エタノールを注意深く除去し、サンプルとコントロールを室温で10〜15分間風乾します。過度に乾燥させないでください。サンプルとコントロールをそれぞれ100マイクロリットルと20マイクロリットルの水に再懸濁します。
3Cテンプレート調製の品質管理のために、各サンプルおよび各コントロールの100〜200ナノグラムを1%agros 1XTBEゲルにロードします。次に、pared末端マルチプレックスシーケンシングのターゲット濃縮を実行するために、4マイクログラムの3Cテンプレートを取り、捕捉反応ごとに130マイクロリットルの水に再懸濁します。サンプルを超音波処理し、剪断されたDNAの3マイクログラムで調製を続けます。
調製したDNAサンプルを標的特異的RNAプローブにハイブリダイズするには、最終容量3.4マイクロリットルで750ナノグラムのDNAサンプルを使用し、その結果、1マイクロリットルあたり221ナノグラムの初期濃度が得られます。3.4マイクロリットルの最終容量を達成するために必要に応じて速度真空濃度を使用してください。10マイクロリットルに再懸濁されたサンプルの場合、15〜20分の濃縮で十分です。
製造元の指示に従って、ハイブリダイゼーション混合物を摂氏65度で16〜18時間インキュベートし、蓋を摂氏105度で加熱します。標的ライゲーションフラグメントを捕捉するには、結合ビーズ中のストレプチビドをプローブハイブリダイズサンプルに追加します。最後に、マルチプレックスシーケンシング用のサンプルを準備するために、ペアおよびマルチプレックスシーケンシングのためにこの研究で使用されたターゲットエンリッチメントシステムに従ってプロトコルを継続します。
キャプチャHi-C相互作用マップの解像度により、Tsix遺伝子座のプロモーターを含むTsix-tad内の2つの小さなドメインを同定できます。これは、以前は5Cでは達成されませんでした。さらに、コンタクトループなどの他のサブタッド構造は、以前にキャプチャCで識別されたXistとFTXの間のループや、キャプチャHi-Cの同様のプロトコルを使用して最近特定されたXistとXertの間のループなど、キャプチャHi-Cデータから明確に確認できます。
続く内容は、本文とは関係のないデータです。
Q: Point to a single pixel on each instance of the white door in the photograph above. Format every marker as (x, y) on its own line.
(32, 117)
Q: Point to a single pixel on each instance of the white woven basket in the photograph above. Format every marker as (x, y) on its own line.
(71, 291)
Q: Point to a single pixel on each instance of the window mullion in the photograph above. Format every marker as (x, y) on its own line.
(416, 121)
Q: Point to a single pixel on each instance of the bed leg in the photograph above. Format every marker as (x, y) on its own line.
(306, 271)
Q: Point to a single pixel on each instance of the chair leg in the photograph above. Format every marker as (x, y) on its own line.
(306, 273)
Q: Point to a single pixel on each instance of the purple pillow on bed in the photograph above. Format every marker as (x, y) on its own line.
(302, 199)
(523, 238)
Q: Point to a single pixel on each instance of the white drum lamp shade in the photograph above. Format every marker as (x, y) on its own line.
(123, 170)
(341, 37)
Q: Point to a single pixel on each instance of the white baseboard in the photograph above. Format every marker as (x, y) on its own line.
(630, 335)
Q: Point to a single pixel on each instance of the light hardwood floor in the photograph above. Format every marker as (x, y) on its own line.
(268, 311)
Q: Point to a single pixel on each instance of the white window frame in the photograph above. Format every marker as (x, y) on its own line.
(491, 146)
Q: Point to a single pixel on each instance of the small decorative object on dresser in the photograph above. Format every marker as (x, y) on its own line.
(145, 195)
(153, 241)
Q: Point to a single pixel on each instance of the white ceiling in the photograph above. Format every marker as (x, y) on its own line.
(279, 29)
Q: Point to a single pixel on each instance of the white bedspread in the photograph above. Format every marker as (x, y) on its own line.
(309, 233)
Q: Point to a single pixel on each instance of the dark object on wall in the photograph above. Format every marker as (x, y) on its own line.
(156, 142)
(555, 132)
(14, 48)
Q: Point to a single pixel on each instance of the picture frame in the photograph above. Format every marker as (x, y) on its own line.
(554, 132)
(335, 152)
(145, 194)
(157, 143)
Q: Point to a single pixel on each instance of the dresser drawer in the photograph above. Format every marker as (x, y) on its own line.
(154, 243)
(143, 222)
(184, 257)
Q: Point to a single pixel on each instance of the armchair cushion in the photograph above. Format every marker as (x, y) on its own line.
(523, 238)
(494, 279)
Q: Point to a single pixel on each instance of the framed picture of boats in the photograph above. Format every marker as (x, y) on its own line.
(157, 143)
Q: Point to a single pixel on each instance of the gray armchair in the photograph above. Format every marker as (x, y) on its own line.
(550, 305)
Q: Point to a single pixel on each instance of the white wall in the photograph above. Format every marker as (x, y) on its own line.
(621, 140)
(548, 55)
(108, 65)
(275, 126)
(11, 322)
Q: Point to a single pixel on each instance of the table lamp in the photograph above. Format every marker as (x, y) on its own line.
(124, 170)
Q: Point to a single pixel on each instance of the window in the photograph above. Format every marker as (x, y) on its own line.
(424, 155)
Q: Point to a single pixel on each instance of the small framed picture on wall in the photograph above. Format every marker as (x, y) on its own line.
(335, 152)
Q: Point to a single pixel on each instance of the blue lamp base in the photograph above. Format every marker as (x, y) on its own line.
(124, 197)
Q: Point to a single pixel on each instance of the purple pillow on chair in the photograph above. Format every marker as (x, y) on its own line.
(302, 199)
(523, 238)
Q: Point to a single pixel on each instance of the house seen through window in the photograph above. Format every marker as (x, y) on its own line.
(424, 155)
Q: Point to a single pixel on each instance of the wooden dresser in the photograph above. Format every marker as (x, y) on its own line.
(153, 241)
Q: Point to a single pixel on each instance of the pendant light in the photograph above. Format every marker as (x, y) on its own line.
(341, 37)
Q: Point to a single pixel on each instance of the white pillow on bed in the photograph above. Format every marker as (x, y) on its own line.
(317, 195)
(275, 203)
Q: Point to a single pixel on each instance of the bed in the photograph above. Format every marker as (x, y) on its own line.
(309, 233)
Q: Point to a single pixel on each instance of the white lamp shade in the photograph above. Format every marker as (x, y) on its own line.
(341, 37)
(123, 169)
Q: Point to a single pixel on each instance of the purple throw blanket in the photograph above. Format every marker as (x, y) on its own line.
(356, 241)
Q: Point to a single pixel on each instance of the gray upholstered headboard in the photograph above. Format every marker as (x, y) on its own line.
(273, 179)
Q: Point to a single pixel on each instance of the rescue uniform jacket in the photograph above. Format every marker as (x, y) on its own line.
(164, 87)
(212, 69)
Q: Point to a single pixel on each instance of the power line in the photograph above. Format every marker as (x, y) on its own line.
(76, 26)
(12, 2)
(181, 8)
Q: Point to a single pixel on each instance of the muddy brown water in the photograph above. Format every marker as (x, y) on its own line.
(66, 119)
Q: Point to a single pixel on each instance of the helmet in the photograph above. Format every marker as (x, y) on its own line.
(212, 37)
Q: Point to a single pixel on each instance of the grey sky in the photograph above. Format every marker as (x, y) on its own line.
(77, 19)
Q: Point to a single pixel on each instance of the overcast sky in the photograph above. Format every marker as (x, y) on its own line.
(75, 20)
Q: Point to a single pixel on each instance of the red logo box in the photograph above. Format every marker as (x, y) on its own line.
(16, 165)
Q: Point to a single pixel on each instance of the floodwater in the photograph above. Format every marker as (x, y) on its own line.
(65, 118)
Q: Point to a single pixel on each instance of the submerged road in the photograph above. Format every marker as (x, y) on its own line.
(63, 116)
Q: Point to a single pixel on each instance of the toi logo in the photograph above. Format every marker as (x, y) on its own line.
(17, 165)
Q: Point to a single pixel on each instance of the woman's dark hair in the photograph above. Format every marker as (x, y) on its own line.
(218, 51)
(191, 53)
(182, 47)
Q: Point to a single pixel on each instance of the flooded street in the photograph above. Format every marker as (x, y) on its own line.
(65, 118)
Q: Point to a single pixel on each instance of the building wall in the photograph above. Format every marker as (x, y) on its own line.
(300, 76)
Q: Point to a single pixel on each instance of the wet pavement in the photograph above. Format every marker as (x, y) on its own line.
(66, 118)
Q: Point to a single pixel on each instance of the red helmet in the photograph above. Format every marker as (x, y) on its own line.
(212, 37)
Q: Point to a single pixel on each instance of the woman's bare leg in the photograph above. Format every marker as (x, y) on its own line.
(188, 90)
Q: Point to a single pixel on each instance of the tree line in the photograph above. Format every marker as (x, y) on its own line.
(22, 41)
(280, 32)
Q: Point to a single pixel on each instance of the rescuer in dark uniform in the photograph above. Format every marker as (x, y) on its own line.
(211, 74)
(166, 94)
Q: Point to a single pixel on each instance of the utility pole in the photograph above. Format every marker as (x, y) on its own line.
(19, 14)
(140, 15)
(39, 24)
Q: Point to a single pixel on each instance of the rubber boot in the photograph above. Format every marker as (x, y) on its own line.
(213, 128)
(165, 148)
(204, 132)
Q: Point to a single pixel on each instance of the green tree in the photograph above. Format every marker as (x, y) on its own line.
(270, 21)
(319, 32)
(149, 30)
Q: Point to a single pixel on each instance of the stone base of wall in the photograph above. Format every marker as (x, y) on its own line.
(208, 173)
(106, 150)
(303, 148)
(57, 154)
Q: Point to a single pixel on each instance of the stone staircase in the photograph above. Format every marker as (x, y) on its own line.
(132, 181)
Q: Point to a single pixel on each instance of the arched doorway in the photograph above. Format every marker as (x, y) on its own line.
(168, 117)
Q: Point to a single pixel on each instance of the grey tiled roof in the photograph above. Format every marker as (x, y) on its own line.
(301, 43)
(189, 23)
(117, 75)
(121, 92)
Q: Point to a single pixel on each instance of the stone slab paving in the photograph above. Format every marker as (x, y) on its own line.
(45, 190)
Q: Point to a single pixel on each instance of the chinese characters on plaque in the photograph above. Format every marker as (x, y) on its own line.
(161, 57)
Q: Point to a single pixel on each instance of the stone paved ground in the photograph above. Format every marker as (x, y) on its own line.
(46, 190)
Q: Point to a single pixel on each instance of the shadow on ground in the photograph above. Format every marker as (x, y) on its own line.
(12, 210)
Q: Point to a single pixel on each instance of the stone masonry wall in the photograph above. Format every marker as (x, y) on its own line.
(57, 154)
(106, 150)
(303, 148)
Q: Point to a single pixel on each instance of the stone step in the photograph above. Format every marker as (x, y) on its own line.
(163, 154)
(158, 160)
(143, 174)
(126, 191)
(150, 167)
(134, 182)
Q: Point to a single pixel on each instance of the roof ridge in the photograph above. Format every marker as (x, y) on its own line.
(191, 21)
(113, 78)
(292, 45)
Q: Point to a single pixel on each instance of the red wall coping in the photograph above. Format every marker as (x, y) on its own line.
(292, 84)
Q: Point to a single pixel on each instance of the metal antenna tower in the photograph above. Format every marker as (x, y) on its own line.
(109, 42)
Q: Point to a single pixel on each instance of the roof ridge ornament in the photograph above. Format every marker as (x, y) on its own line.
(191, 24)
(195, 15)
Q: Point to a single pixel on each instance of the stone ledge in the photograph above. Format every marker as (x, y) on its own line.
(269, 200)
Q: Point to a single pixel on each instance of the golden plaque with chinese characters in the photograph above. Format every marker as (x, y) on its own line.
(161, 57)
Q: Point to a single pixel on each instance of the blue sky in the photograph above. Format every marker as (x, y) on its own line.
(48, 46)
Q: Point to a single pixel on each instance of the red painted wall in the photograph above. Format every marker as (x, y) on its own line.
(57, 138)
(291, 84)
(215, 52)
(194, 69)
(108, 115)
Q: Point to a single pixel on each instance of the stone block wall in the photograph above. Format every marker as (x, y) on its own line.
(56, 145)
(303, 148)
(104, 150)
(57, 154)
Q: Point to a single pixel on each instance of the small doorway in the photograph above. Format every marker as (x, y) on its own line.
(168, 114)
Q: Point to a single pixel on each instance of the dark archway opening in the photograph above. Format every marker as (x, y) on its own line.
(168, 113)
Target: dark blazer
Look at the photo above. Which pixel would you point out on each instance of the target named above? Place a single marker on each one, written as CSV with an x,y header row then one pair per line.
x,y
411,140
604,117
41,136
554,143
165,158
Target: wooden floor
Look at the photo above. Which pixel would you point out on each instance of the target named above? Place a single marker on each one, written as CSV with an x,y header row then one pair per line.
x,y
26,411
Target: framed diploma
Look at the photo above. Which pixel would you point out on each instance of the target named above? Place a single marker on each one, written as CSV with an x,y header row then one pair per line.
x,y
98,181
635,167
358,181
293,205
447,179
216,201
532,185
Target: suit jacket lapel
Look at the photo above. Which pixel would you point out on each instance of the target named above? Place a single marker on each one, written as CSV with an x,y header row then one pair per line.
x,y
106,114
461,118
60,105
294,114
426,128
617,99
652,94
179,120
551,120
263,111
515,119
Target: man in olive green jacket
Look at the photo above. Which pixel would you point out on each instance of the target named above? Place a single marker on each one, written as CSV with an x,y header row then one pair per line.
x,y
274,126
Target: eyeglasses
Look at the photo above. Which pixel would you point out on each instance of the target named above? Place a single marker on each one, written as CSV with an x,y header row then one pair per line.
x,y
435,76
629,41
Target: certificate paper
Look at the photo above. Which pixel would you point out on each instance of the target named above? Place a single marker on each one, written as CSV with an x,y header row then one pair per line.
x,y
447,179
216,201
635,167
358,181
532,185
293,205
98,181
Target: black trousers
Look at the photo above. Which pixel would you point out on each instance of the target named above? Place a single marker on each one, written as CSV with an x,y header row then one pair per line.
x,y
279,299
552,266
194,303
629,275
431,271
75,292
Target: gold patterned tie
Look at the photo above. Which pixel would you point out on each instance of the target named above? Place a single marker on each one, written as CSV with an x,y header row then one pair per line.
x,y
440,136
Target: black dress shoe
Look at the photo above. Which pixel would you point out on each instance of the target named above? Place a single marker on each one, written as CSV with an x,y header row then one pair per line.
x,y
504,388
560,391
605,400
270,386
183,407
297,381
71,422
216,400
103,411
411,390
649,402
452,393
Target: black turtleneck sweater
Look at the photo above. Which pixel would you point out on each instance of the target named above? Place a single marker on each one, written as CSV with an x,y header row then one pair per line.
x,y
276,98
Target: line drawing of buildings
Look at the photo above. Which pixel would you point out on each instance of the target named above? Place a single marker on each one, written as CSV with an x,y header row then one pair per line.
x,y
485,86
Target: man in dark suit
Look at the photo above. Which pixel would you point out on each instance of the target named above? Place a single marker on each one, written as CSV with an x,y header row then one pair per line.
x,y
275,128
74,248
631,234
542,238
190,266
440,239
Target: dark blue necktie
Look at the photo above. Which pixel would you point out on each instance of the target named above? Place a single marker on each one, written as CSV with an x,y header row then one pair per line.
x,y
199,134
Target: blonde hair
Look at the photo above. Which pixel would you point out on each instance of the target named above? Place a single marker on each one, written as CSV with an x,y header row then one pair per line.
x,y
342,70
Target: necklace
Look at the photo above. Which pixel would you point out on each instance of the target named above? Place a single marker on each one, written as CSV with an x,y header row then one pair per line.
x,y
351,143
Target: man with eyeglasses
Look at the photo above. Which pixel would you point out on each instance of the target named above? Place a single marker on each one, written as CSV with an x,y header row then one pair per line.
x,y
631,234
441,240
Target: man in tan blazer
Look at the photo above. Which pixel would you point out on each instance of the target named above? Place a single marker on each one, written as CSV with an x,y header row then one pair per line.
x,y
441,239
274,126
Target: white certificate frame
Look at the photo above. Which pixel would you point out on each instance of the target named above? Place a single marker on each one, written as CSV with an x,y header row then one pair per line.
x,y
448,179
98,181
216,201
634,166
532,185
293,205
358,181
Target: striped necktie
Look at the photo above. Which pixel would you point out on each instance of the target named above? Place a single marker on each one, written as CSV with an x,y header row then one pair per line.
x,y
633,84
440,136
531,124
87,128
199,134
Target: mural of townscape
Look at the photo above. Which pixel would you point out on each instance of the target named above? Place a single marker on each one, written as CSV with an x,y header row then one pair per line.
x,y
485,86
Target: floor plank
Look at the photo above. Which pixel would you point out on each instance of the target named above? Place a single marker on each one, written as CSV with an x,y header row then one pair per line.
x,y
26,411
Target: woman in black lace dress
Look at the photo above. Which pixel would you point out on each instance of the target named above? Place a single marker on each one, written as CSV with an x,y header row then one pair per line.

Linx、Chic1、およびXite遺伝子座間のTsix-tad内の既知の接触ホットスポットを形成するものなど、Capture Hi-Cプロファイルの解像度が向上したため、他の接触もより正確にマッピングできます。表示されたHi-Cデータと比較して、Capture Hi-Cは分解能を4倍に向上させることができましたが、シーケンス深度の4分の1しか必要としませんでした。3Cテンプレート調製の品質管理として、50マイクロリットルの未消化および結紮されていないDNAサンプルを採取することを忘れないでください。